The fires of this particular rumour have since been stoked, with LetsGoDigital noticing that Samsung Display has registered for the trademark 'UPC (Under Panel Camera) in its native region of South Korea.
While this doesn't cement the feature's appearance on a new Note, it does clarify Samsung's intentions to implement such hardware in forthcoming devices of some kind, such as its next Blade laptop, as was recently teased.
ZTE already has a phone - the Axon 20 5G - that showcases this technology but if this rumour rings true, this will likely be the first example of a Korean smartphone utilising such hardware.

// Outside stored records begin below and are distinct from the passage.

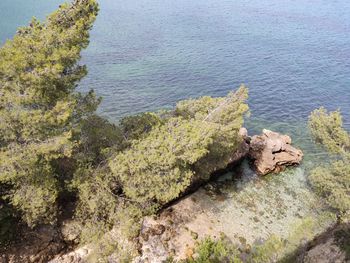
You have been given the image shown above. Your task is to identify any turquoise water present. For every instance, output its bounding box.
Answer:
[0,0,350,126]
[0,0,344,254]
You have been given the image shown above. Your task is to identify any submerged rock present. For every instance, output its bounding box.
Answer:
[249,129,303,175]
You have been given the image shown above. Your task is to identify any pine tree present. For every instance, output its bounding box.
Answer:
[0,0,99,226]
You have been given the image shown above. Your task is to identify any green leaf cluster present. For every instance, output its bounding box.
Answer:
[109,86,248,204]
[0,0,99,226]
[309,108,350,220]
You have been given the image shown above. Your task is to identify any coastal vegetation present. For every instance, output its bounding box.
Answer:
[0,0,350,262]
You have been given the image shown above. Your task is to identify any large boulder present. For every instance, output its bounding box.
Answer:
[249,129,303,175]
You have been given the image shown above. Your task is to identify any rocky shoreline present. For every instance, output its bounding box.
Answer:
[0,128,303,263]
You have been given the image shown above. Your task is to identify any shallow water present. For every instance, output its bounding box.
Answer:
[0,0,350,252]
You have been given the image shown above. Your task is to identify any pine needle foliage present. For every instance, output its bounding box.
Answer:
[309,108,350,221]
[0,0,99,226]
[109,86,248,204]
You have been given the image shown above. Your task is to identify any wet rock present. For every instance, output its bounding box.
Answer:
[249,129,303,175]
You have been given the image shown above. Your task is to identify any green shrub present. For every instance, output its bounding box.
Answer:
[0,0,99,226]
[309,108,350,221]
[109,87,248,204]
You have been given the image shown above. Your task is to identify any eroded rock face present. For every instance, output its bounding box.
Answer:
[249,129,303,175]
[0,225,66,263]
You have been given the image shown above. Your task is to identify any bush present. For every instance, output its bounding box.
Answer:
[109,87,248,204]
[309,108,350,221]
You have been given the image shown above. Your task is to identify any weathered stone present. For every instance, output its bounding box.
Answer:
[249,129,303,175]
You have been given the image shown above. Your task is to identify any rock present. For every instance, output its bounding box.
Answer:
[61,220,80,243]
[0,225,66,263]
[249,129,303,175]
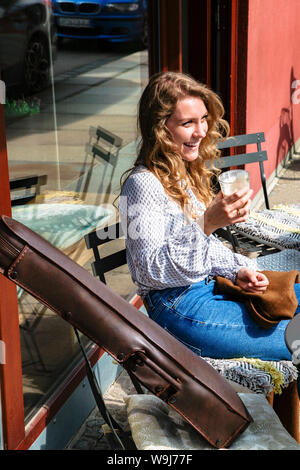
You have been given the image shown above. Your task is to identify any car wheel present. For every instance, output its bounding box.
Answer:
[24,37,50,93]
[140,18,149,49]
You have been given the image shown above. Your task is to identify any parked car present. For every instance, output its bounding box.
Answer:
[0,0,56,95]
[52,0,147,47]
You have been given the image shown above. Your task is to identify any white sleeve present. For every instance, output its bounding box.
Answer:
[120,172,256,289]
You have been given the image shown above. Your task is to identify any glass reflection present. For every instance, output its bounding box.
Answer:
[0,0,148,418]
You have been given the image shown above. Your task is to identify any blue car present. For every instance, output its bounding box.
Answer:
[52,0,147,47]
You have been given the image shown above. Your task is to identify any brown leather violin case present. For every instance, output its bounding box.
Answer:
[0,216,252,448]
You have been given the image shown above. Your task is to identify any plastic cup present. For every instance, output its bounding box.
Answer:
[219,170,250,196]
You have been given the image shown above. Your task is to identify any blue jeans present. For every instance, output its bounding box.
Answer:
[145,278,300,361]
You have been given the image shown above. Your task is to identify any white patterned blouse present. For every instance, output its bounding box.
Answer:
[119,166,257,297]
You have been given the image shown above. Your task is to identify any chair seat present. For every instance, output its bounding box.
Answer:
[232,204,300,251]
[203,357,298,397]
[126,393,300,451]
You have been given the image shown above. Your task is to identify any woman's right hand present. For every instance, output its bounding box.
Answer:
[204,189,253,235]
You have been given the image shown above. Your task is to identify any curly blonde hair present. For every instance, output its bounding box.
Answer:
[123,72,229,213]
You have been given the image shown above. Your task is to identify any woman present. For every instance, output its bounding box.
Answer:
[119,72,300,360]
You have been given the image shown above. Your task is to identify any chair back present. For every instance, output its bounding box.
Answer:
[213,132,270,209]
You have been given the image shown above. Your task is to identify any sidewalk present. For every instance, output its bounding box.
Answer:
[66,155,300,450]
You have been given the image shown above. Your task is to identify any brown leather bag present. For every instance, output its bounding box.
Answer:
[0,216,252,448]
[216,270,300,328]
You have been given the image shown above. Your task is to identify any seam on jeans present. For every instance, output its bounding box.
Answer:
[168,285,193,309]
[169,305,261,329]
[164,326,201,356]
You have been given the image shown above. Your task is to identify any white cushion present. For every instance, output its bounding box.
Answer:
[12,203,113,250]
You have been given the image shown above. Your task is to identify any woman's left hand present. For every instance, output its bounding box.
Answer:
[204,189,253,235]
[235,268,269,294]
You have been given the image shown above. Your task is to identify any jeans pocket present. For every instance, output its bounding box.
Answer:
[164,327,201,356]
[168,285,193,309]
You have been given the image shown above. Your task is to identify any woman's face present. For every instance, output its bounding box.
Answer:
[166,96,208,162]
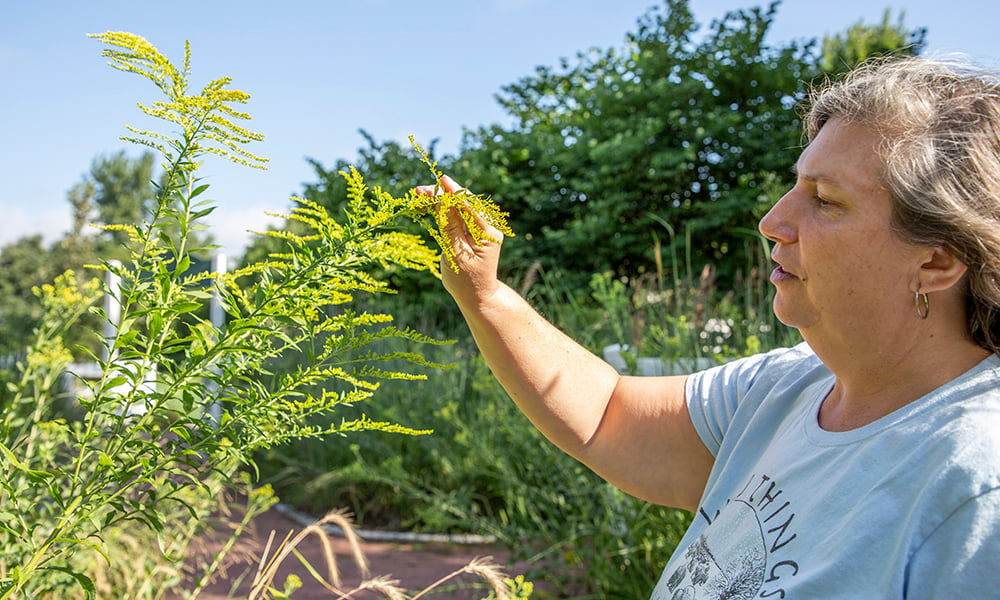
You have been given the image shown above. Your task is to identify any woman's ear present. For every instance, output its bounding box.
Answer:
[910,246,969,294]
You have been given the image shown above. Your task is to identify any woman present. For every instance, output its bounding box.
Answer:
[420,58,1000,599]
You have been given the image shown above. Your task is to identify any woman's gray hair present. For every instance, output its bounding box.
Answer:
[805,57,1000,354]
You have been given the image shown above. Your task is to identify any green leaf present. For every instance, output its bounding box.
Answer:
[41,565,97,600]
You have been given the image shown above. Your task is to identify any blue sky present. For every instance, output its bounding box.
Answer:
[0,0,1000,254]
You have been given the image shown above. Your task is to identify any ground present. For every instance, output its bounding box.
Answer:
[184,509,527,600]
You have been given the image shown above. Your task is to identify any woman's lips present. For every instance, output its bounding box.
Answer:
[771,265,798,283]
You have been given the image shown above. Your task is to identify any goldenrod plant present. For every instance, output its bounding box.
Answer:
[0,32,506,599]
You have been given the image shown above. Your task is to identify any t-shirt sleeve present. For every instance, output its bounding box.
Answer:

The design of the Note 20 is very similar to the Note 10, so it could be that the Note 21 is fairly tame in its design update. The Note 20 is even more austere than the Note 10, with matt bronze and a huge camera bump, where the Note 10 had a multicoloured glass option. The Note 21 is likely to carry on the industrial feel.
We’d hope that however many Note 21s there are that they all have 120Hz displays and that they’ll be able to run at full resolution. The S20 and Note 20 Ultra could only run either 120Hz or QHD+, and not both. Come on Samsung, these are expensive phones.
The Note 21 will have an S-Pen as standard, of course, but to be honest we wouldn’t mind if Samsung did away with the air gestures gimmicks that let you wield it like a magic wand and focus more on reducing latency and improving pressure and tilt response.
Samsung Galaxy Note 21 wish list
The Note 21 is probably still a ways off, but that doesn’t mean we don’t have a list of things we want from it.
A lower price
The regular Note 20 would have made more sense at around £700, not £849. If Samsung is going to release a lower spec Note, then we want it to make it more accessible to those who can’t afford to spend close to £1,000 on a phone.
The way its played the pricing of the S21 series gives us hope in this regard.
Better battery life
The European Note 20 Ultra’s main flaw is its unremarkable battery life. When the most expensive Note is marketed as a do-all phone for pros, you end up using it a lot, and it’s a pain when the battery hits red before you’re done. The Note phones are big, so either get more battery out of the setup or switch to Snapdragon globally, please Samsung.
A smaller version
We’d love to see a smaller Note device as we did with the Note 10. With the Note 20, Samsung oddly turned out two very large phones with a mishmash of specs and design differences. A return to a small and large Note release would make more sense, offering a more compact and manageable device to people who don’t want a phone as big as their head.
The S-Pen is only available on the Ultra model among S21 phones, so there's still a window of opportunity for Samsung to make a smaller handset with a built-in stylus.